環境病の増加とその背景
医学は進歩していますが、最近では聞き慣れない病名が増えているように感じませんか?周りを見ると、がん患者が増え、アレルギーに苦しむ人も多くなっているのが現実です。昔に比べてこれらの病気が多くなったように思うのですが、これは私だけの感覚なのでしょうか?
地球温暖化が報道される中、その原因として二酸化炭素が注目されていますが、実際には自動車の排気ガス、工場の排煙・排水、住宅建材やインテリア用品、さらには電化製品に含まれる有害化学物質や放射線など、さまざまな要因が影響していることをご存知でしょうか?
化学物質の登場とシックハウス症候群
1872年、ドイツの科学者バイエルはフェノールとホルムアルデヒドの化学反応で樹脂と似た素材を作ることを発見しました。この発見が合成樹脂や化学物質の誕生のきっかけとなり、建築資材をはじめとする様々な素材が劇的に変化しました。

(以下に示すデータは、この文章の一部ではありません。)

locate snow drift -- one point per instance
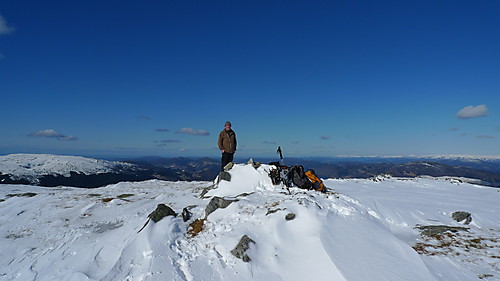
(360, 230)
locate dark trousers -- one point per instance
(226, 159)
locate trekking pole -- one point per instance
(281, 173)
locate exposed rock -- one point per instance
(206, 190)
(161, 211)
(217, 203)
(462, 216)
(254, 164)
(240, 250)
(195, 227)
(186, 214)
(229, 166)
(433, 230)
(223, 175)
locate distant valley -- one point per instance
(45, 170)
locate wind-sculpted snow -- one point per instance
(363, 230)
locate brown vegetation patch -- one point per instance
(195, 227)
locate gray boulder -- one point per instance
(217, 203)
(460, 216)
(161, 211)
(240, 250)
(223, 175)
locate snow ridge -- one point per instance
(363, 230)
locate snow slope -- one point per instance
(34, 166)
(365, 230)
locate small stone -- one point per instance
(217, 203)
(229, 166)
(240, 250)
(186, 214)
(161, 211)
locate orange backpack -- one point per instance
(318, 184)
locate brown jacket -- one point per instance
(227, 141)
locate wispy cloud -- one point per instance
(473, 111)
(52, 134)
(191, 131)
(485, 137)
(4, 28)
(169, 141)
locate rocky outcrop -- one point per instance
(240, 250)
(217, 203)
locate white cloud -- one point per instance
(46, 134)
(473, 111)
(68, 138)
(191, 131)
(4, 29)
(52, 134)
(485, 137)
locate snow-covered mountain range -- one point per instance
(36, 165)
(362, 229)
(54, 170)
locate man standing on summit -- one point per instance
(227, 144)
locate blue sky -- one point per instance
(319, 78)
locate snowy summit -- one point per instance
(245, 228)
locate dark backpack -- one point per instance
(297, 176)
(317, 183)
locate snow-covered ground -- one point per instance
(365, 230)
(34, 166)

その後、1980年代から欧米で、1990年代からは日本でシックハウス症候群という新しい病気が問題となり、化学物質過敏症の恐ろしさが広まりました。少量の化学物質を長期間浴び続けると、体内に蓄積され、身体の許容限度を超えると病気を引き起こす原因になることが分かっています。
花粉症と化学物質の影響
これは花粉症にも似た現象で、元気な人でも突然アレルギー疾患にかかる可能性があります。たとえば、40年前には花粉症の患者はほとんどいませんでしたが、現在では人口の40%以上が花粉症に悩んでいると言われています。
では、なぜ化学物質が人体に有害に働くのでしょうか?その答えは、私たちの周りに増え続ける化学物質と、それが人体に与える影響にあります。